PUBLIC PROTECTOR Busi Mkhwebane has for the first time revealed that President Jacob Zuma’s input influenced the final CIEX report on the R1.125 billion given by the SA Reserve Bank (SARB) to Bankorp, one of Absa’s predecessors.
In her answering affidavit filed in the high court in Pretoria on Friday, Mkhwebane said her draft remedial action directed Zuma to set up a judicial commission of inquiry.
“From the discussion during our meeting (with Zuma) I became concerned that my draft remedial action to direct the president to establish a judicial commission may face similar difficulties as currently faced in the State of Capture report,” reads Mkhwebane’s affidavit.
Mkhwebane’s admission on the Absa matter comes as she has again been accused of ordering “irrational and unlawful” remedial action. The Department of Arts and Culture is also dragging Mkhwebane to the high court in a bid to review and set aside a report she released in June.
Mkhwebane said she changed the draft CIEX remedial action after the meeting with Zuma in April because there was already a pending legal determination. This was the president’s application to review her predecessor Thuli Madonsela’s State of Capture report, which also ordered Zuma to set up a judicial commission of inquiry.
In this application, Zuma wants the high court to determine whether the public protector’s office can direct him to establish a commission of inquiry.
The SARB and Absa also want Mkhwebane’s report that Absa must pay back R2.25bn, including interest, for the lifeboat given to Bankorp to be reviewed and set aside.
Mkhwebane’s remedial action directing Parliament to amend the constitution and change the SARB’s mandate was set aside in August.

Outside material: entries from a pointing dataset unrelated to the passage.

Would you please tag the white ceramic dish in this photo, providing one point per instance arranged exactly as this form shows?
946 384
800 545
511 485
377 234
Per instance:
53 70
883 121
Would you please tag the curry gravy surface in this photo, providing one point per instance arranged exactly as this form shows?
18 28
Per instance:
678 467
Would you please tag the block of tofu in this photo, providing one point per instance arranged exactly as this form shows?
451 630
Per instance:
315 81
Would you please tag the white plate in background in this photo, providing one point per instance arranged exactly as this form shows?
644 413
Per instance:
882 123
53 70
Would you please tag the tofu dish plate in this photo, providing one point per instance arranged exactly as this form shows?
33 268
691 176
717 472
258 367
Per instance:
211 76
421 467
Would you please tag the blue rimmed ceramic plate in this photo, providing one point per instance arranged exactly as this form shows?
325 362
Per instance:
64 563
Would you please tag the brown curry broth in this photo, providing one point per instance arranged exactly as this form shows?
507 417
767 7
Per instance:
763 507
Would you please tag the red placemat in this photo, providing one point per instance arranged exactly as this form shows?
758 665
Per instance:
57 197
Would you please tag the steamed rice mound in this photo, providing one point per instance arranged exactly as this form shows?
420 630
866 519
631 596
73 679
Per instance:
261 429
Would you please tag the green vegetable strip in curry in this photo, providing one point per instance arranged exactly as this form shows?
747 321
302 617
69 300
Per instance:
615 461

In its replying affidavit, the SARB’s Johannes de Jager said that despite its being standard procedure, Mkhwebane had not provided a transcript of the meeting with Zuma in which she dropped the remedial action directing the president to set up a judicial commission of inquiry.
“The only explanation that the public protector gives about the subject matter of the meeting is not credible,” reads De Jager’s replying affidavit.

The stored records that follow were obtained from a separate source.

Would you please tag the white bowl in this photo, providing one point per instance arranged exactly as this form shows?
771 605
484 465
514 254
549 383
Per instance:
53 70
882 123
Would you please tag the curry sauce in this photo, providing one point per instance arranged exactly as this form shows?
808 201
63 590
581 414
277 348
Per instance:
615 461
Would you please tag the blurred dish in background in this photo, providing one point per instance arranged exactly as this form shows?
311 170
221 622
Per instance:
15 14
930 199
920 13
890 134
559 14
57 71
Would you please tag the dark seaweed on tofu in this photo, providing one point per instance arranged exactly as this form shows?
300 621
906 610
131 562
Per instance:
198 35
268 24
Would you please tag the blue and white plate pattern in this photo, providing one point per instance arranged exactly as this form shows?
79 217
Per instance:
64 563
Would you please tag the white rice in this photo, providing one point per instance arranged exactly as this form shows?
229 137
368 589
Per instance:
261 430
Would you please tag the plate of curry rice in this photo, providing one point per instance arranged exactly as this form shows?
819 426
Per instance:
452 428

According to De Jager, the draft remedial action did not direct Zuma to establish a commission of inquiry, but required him only to consider establishing one.

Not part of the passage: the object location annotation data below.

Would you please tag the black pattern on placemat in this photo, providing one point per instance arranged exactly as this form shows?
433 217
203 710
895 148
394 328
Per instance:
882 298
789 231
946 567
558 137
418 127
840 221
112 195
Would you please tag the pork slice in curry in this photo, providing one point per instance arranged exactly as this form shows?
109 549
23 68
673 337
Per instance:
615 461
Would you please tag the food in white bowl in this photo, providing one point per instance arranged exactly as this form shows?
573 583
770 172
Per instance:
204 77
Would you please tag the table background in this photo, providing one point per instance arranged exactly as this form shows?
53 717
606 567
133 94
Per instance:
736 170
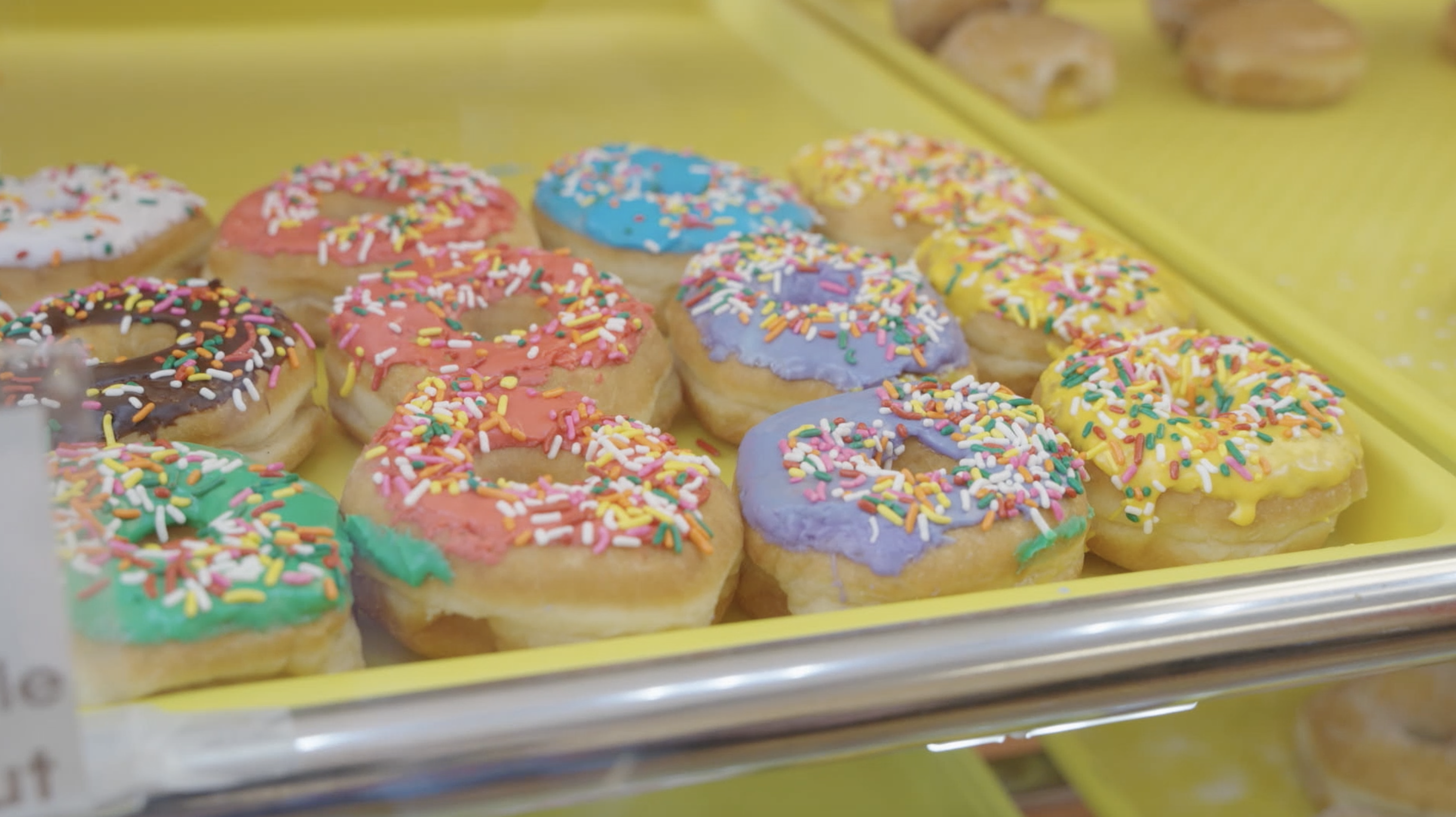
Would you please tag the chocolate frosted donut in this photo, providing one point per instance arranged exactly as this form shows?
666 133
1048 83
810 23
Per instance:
194 362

Both the SARB and Absa want the court to indicate its displeasure at improper and unreasonable conduct and order Mkhwebane to pay for their legal costs from her own pocket.
The SARB said Mkhwebane deserved serious censure for her conduct.
“She claims that during a meeting with the president in April 2017 she became concerned about remedial action that would direct him to establish a commission of inquiry, but by that stage she had already proposed remedial action that accounted for this concern and therefore required the president only to consider appointing a commission of inquiry,” said De Jager.
On the Department of Arts and Culture report, Mkhwebane nailed the department for failing to implement a settlement agreement it signed in April 2014 with the SA Roadies Association (Sara), a Joburg-based organisation that trains young people in live events and technical skills.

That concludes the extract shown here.